看護実習目標は、達成基準が明確で、指導者から見て評価しやすいものである必要があります。ポイント2で挙げた例1の場合は、カルテからの情報収集ができれば目標が達成できたと評価できます。

例2の場合は、患者とコミュニケーションを図り病気や生活についての思いを聴取できれば目標が達成できたと評価できるでしょう。看護実習目標を細分化することで、評価しやすい目標設定になるのです。

ポイント4:継続性・発展性のある目標を設定する

ポイント2で挙げた目標は、今後の看護計画の設定や実践、患者教育に繋げることができる継続性・発展性のある目標です。具体的には、以下の例が挙げられます。

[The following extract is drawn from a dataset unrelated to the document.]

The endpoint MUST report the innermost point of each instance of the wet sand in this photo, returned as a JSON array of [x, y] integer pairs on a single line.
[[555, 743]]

  • カルテ及び対象者から聴取した情報をもとに、疾病の受容のプロセスを明らかにし、阻害する因子を把握する
  • 疾病の正しい知識や退院後も継続可能な自己管理能力を身に着けることができる ように、血圧測定と自己管理手帳の記載を指導・実践する

ポイント5:他人の真似はNG

最後に紹介するポイントは「真似をしない」ということです。看護実習目標には自らの看護観や学習課題を盛り込む必要がありますが、他人の真似をした目標は、自分自身の課題が反映されていないため、実践に移しづらいものになってしまいます。評価者である指導者から看護実習目標を設定した理由を問われても答えられない、実習計画と実践に一貫性がなくなってしまうという可能性もあります。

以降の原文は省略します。